Read streaming input from subprocess.communicate()

Question

I'm using Python's subprocess.communicate() to read stdout from a process that runs for about a minute.

How can I print out each line of that process's stdout in a streaming fashion, so that I can see the output as it's generated, but still block on the process terminating before continuing?

subprocess.communicate() appears to give all the output at once.
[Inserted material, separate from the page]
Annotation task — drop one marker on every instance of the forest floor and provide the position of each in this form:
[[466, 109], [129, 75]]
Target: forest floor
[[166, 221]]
related: [Getting realtime output using subprocess](http://stackoverflow.com/q/803265/4279) — jfs, Oct 16 '14 at 20:11

score 165 · Answer 1 · edited May 18 '19 at 12:38

165

To get subprocess' output line by line as soon as the subprocess flushes its stdout buffer:

#!/usr/bin/env python2
from subprocess import Popen, PIPE

p = Popen(["cmd", "arg1"], stdout=PIPE, bufsize=1)
with p.stdout:
    for line in iter(p.stdout.readline, b''):
        print line,
p.wait() # wait for the subprocess to exit

iter() is used to read lines as soon as they are written to workaround the read-ahead bug in Python 2.

If subprocess' stdout uses a block buffering instead of a line buffering in non-interactive mode (that leads to a delay in the output until the child's buffer is full or flushed explicitly by the child) then you could try to force an unbuffered output using pexpect, pty modules or unbuffer, stdbuf, script utilities, see Q: Why not just use a pipe (popen())?

Here's Python 3 code:

#!/usr/bin/env python3
from subprocess import Popen, PIPE

with Popen(["cmd", "arg1"], stdout=PIPE, bufsize=1,
           universal_newlines=True) as p:
    for line in p.stdout:
        print(line, end='')

Note: Unlike Python 2 that outputs subprocess' bytestrings as is; Python 3 uses text mode (cmd's output is decoded using locale.getpreferredencoding(False) encoding).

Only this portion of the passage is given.